Okazja nadarzyła się, kiedy poszedł na uniwersytet. Ojciec chciał, aby został lekarzem, jednak jemu nie głowię była taka nauka. Jedynie co znalazło jego zainteresowanie było zielarstwo, którego tajniki, w krótkim czasie opanował. Pozostały czas, spędzał na przeglądaniu ksiąg w bibliotece uniwersyteckiej. Szukał najmniejszych wzmianek na tema magii stosowanej przez obce rasy, mając nadzieję, że odkryje jakiś sekret. Tym zachowaniem zwrócił uwagę jednego z profesorów, który po kilku poważnych rozmowach dokładnie poznał utrapienie Kyle’a. Jak się okazało profesor był członkiem Wizjonerów i widząc potencjał młodzieńca na kolejnego badacza, wprowadził go w tajną organizację. Kyle był zachwycony, wreszcie obracał się wśród gronie ludzi, którzy nie byli ograniczeni i nie bali się magii, a nawet mieli plan na jej poznanie. Energia oraz oddanie Kyle’a w badaniach nad magią została jednak niegodziwie wykorzystana. Naczelnie przywódcy organizacji mieli, dylemat - na odległym, nieprzyjaznym kontynencie Oskad również były prowadzone badania, dużo łatwiejsze w prowadzeniu ze względu na prymitywizm obiektów badawczych. Stale potrzebny był tam nowy personel, a rada nadzorcza nie miała ochoty narażać najbardziej doświadczonych naukowców. Nic więc dziwnego, że przekonali młodego, idealistycznego Kyle’a do porzucenia wszystkiego i podróży do Oskad w imię rozwoju ludzkości. W chwili rozpoczęcia rozgrywki, mieszka w Oskad drugi rok.

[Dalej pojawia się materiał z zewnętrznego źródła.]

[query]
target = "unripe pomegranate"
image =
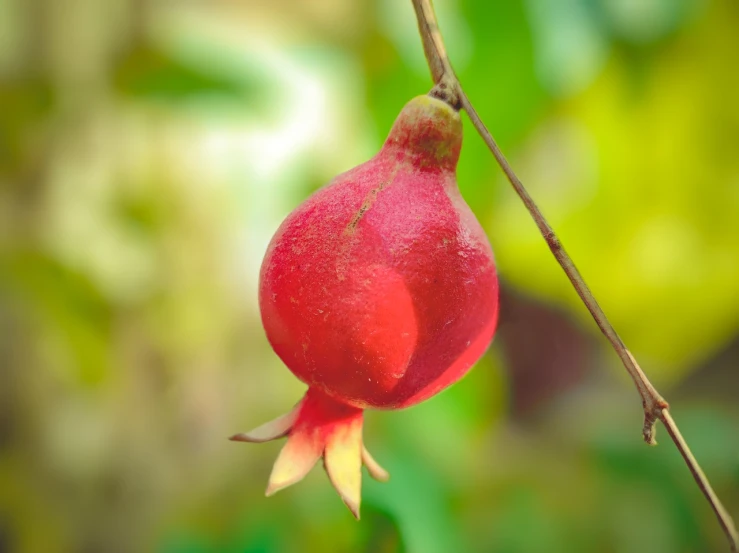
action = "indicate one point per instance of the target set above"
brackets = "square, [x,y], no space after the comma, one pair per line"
[379,291]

Umiejętności:- Zna się na ziołach porastających Crianne i Oskad, potrafi odróżnić te o leczniczych właściwościach i wyrabiać z nich specyfiki
- Kiedy przyjechał do Oskad za radą opiekuna, od razu kupił swój pierwszy rewolwer i zaczął uczyć się nim posługiwać. Daleko mu do rewolwerowca, ale celując spokojnie jest w stanie w coś trafić - Jako jeden z Wizjonerów miał, wielokrotnie styczność z dzikusami i nauczył się w stopniu podstawowym ich języka. A konkretnie Mivotów, gdyż to oni najczęściej są chwytani.
Wady: - Jest cherlawej postury, nie ma szans w walce wręcz
- Pomimo czasu jaki już spędził w Oskad, nadal do końca nie przywykł do niegościnnych warunków, dlatego jeśli zdarzy się, że wpadnie w niebezpieczną sytuację, może spanikować
Specyfikacje: Litera “W” wytatuowana za lewym uchem - znak rozpoznawczy Wizjonerów.
Ekwipunek : - rewolwer Smithson 1590 (zawsze załadowany jedynie do połowy bębna)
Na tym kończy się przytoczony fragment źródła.